Thursday, October 8, 2009

Full disclosure

There's a lot of activity in the blogosphere about new FTC rules for disclosure, which take effect December 1. Although the rules are targeted at larger fish than the micro editions that appear in my posts, I believe full disclosure is generally a good idea. So here's mine.

Through my activity as a reviewer for furthernoise.org, I occasionally get unsolicited promotional materials, usually CDs but occasionally vinyl (which, for the record, I can't play) or downloads. Presumably record labels send out more review CDs than they get reviews, because I get more CDs than I can review for furthernoise.org's publication every two months; the remainder are reviewed here as time permits. Sometimes artists contact me via email, either from furthernoise.org, mailing lists where I hang out, or through this blog (I'm never sure which) and ask whether I would be interested in reviewing their material; sometimes but not always I accept. Most often I write about albums that I purchase with my own funds, the stated goal of this blog from its alpha post. In the future I will add the label "promo" to posts indicating that I received the music for promotional consideration, and as time permits I'll add the same label to past reviews.
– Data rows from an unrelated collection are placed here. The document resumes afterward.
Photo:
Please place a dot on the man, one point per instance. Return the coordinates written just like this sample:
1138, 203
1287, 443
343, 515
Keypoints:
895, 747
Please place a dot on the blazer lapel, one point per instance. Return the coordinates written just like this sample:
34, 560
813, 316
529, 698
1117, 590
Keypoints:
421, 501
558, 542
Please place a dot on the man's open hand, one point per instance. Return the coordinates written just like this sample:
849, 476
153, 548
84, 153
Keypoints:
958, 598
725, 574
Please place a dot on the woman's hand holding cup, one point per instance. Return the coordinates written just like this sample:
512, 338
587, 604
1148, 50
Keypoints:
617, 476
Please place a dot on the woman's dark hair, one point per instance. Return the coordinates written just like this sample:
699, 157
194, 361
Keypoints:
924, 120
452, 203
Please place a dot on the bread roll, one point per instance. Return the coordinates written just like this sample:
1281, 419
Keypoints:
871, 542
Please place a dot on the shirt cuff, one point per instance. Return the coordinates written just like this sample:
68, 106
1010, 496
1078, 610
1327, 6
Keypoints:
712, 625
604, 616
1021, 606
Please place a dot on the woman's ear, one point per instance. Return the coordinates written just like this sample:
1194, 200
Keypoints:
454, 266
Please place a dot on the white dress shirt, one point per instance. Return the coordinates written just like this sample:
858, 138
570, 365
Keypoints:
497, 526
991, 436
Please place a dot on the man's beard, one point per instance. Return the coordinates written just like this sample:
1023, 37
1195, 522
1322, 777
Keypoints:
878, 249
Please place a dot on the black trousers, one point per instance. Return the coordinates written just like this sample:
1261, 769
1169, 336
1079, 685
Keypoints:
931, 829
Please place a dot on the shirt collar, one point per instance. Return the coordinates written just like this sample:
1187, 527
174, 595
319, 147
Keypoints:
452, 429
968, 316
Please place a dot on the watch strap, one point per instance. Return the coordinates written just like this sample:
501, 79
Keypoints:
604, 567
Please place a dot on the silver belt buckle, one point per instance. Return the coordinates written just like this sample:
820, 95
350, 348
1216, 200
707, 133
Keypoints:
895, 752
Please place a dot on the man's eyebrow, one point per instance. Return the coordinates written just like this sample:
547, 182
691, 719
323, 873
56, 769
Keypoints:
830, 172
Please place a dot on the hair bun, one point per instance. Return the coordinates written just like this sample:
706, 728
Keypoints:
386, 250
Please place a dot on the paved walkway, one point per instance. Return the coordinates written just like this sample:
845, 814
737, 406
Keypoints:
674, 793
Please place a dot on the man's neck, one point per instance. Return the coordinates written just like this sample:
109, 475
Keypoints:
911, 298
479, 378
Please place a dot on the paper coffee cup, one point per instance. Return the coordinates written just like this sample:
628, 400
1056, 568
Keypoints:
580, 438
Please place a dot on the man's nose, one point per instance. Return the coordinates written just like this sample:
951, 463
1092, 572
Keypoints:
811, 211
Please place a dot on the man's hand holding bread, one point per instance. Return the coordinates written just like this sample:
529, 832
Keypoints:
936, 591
Note that all of the reviews I've published in furthernoise.org were promotional CDs or downloads.

I have never received a promotional copy of a book, although my Bruford article a while back prompted an offer from another rock biography publisher (which I declined). I'd like to say that I've bought every book I've reviewed here, but most of the academic ones are very expensive, fortunately available at the University of Arizona's music library.